Für jede dieser Hauptstrategien lassen sich, ausgehend von der allgemeinen kognitiven Entwicklungstheorie psychischer Störungen von kognitiver und verhaltenstherapeutischer Seite Detailstrategien vorschlagen, die wiederum durch vom einzelnen Therapeuten und vom Patienten kreativ gefunden Interventionen individuell praktisch umgesetzt werden können.
Tabelle 27 zeigt die Detailstrategien, die hier nur probatorischen beispielhaften Charakter haben sollen. Sie sind nicht als immanenter Bestandteil der in diesem Buch vorgestellten Theorie zu sehen. Vielmehr spiegeln sie einerseits derzeitige kognitive und verhaltenstherapeutische Praxis wieder, andererseits die Offenbarung des momentanen Standes meiner bevorzugten therapeutischen Schwerpunktsetzungen, insgesamt also meine subjektive Konstruktion meines therapeutischen Selbst-Welt-Systems. Da ich mich in kontinuierlicher Entwicklung befindlich sehe, ist dieser Ansatz als Momentaufnahme im dialektischen Prozeß der Assimilation und Akkommodation der Bedeutungsentwicklung im Sinne Piagets und Kegans zu verstehen.
Da die Zielanalyse bereits zu einer Selektion von fünf Detailzielen geführt hat, ist nun kein Auswahlprozeß mehr erforderlich. Es bleibt vielmehr der Seitenblick auf diejenigen Therapieinterventionen, die nicht gemacht werden sollen, als Prüfungsschritt einer wirklich stimmigen Auswahl. Diese Prüfung ist zugleich eine Überprüfung des gesamten individuellen Störungsmodells. Betrachte ich die Detailstrategien als Teilstrecken des gesamten Weges zum Ziel, so muß ich mir vorstellen können, auf diese Weise wirklich
a) mit diesem Patienten
b) bei seiner spezifischen Lebenssituation
c) und seinem klinischen Syndrom
d) in die gewünschte Richtung
e) bis an den gewünschten Ort
gelangen zu können.

Nach einer eventuellen Überarbeitung wird eine dem oben formulierten Gesamtziel korrespondierende Gesamtstrategie auf relativ abstraktem Niveau genannt, die einerseits eine Zusammenfassung obiger vier Hauptstrategien ist, andererseits angibt, was Therapeut und Patient tun werden. Ein Beispiel für eine Gesamtstrategie bei einem depressiven Patienten ist:
"Durch die Erfahrung von Selbsteffizienz (Durchsetzen eigener Vorstellungen am Arbeitsplatz) unabhängig werden von der äußeren Selbstwertquelle (ständige Bestätigung des Vorgesetzten)"

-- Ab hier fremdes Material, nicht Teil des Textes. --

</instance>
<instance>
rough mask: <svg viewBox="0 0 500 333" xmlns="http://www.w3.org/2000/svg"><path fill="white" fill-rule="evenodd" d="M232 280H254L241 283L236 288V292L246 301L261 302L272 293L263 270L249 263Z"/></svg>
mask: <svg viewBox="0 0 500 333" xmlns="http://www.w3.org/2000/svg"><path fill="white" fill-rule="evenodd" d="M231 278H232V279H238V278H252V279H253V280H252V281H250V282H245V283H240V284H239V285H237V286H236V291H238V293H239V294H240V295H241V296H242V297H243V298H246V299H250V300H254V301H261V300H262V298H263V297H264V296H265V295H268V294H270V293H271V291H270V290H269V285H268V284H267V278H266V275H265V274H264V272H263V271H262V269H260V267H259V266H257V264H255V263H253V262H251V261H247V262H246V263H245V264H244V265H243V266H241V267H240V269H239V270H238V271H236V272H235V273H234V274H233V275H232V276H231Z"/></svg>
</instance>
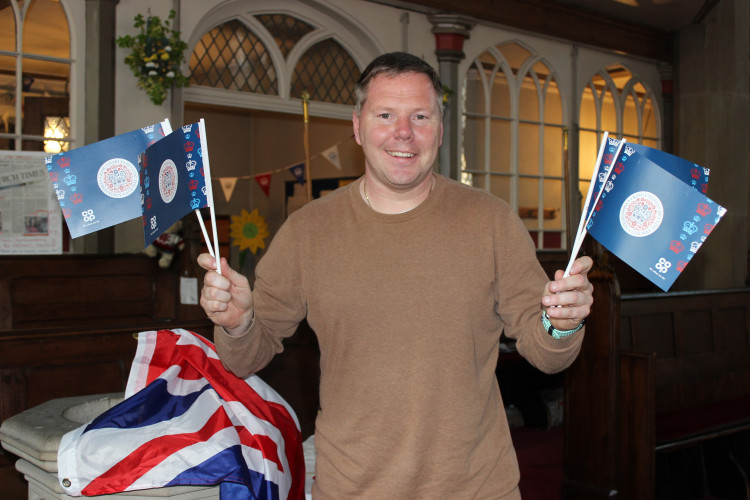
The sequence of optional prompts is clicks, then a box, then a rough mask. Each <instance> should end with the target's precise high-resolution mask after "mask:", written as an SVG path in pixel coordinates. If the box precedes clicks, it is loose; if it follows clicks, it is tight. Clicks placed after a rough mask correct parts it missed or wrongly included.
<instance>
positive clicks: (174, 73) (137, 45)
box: [115, 10, 189, 105]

Nicht nur zur Ausarbeitung einer Falldokumentation, wie bei Sulz (1992a) vorgeschlagen wird, sondern auch zu therapeutischen Zwecken ist es notwendig, von der abstrakten Sprache des Modells auf die konkrete Person und ihr konkretes Erleben und Verhalten zurückzukommen, wenn der Behandlungsplan aufgestellt wird. Es ist nicht nur das Problem von Gutachtern, hinter abstrakten Therapieplänen den konkreten Patienten nicht mehr wiederzuerkennen. Es ist auch das Problem von Patient und Therapeut, die Idee in die konkrete Tat umzusetzen. Konkrete, auf den individuellen Patienten bezogene Formulierung der geplanten Behandlung schafft die Brücke zur praktischen Umsetzung der Strategie.
Als Beispiel habe ich den Behandlungsplan für Frau A. (Abbildung 14) bezogen auf jeweilige Störung und jeweiliges Ziel formuliert:
1) Angstexposition, um zu lernen mit der Angst umzugehen (zur Angstreduktion).
2) Selbstkontrolliertes Aufsuchen aller bisher vermiedenen Situationen (zum Abbau des Vermeidungsverhaltens).
3) Aktivitätenplanung: Unternehmungen ohne den Mann (zur Veränderung des Selbst- und Weltbildes).
4) Empirische Hypothesenprüfung nach Beck (zur Falsifizierung der alten Überlebensregel).
5) Kommunikationstraining (aktives Konfliktlösen statt Trennung vom Partner).

Zur Verwendung bei eigenen Patienten ist ein Formblatt „Behandlungsplan“ im Anhang in Tabelle A5 abgedruckt. Dieses befindet sich auch im Strategieteil des Therapieprotokollheftes (VDS 11).

aus S.K.D. Sulz Verhaltensdiagnostik und Fallkonzeption.